On Tuesday, U.S. District Judge Robert M. Dow rejected the city’s bid to dismiss the case brought about by the owner of Second Amendment Arms in 2010, finding that his permit was likely denied because of the now-repealed city-wide ban on gun stores that was in place at the time.
City officials had maintained they had rejected the gun store’s permit application because the leased property was zoned residential and not commercial.
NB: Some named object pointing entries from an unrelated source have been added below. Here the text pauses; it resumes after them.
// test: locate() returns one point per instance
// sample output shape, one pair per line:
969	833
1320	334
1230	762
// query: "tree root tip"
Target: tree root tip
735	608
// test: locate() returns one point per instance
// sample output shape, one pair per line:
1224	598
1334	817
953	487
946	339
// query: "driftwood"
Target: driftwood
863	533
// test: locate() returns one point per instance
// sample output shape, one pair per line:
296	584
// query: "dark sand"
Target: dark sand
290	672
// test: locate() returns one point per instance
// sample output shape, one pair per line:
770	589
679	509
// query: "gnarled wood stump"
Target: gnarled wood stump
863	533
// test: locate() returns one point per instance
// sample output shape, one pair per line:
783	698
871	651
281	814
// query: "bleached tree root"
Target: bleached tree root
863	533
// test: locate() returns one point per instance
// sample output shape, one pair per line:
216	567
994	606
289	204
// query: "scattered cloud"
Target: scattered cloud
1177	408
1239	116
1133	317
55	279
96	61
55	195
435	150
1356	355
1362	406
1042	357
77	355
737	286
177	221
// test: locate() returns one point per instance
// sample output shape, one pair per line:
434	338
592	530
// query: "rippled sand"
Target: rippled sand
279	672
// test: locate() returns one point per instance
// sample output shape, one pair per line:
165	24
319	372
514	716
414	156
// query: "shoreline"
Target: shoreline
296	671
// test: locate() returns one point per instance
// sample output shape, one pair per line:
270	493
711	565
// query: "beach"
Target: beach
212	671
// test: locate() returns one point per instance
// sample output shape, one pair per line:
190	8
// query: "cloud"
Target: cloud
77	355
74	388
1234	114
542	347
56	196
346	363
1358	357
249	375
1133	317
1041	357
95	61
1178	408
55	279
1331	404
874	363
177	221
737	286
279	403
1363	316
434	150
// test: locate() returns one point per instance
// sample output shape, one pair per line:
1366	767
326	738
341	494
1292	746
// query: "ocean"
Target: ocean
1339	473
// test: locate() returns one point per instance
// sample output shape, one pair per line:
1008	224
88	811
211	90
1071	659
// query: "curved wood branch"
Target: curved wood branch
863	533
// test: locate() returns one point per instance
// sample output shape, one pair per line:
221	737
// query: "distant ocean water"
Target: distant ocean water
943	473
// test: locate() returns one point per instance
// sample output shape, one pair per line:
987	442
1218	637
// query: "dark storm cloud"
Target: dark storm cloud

However, Dow held that the store’s owner was under the belief that the space was commercial at the time of the application and was told he was denied approval for the permit by city officials over an ordinance that had the effect of prohibiting the legal sale of firearms inside its limits.
“The fact that the particular address that Plaintiff listed on their gun store application was zoned for residential use even though it was advertised as a commercial space is simply a fortuity,” said Dow in his 11-page ruling, ordering the parties in the case to return to court on Sept. 28 to discuss damages.
The gun store owner, R. Joseph Franzese, filed suit in 2010 soon after his business permit application was rejected, arguing the city planned to ban his planned store regardless of the location he chose.
The city has since battled the case in the courts, contending Franzese lacked standing over the zoning issue, racking up more than 200 court filings in the past seven years despite the fact the ban was overturned by a federal court in 2014.
The Second Amendment Foundation, the gun rights group backing Franzese in the case, holds that the city has been using legal roadblocks to delay the inevitable.
“The City of Chicago under Rahm Emanuel is trying to be too clever by half,” said Alan Gottlieb, SAF’s founder and executive vice president in a statement. “We would have thought by now that they would have ceased this pattern of spending tens of thousands of taxpayer dollars on stubborn litigation, but the city seems determined to be dragged kicking and screaming into compliance with the Second Amendment.”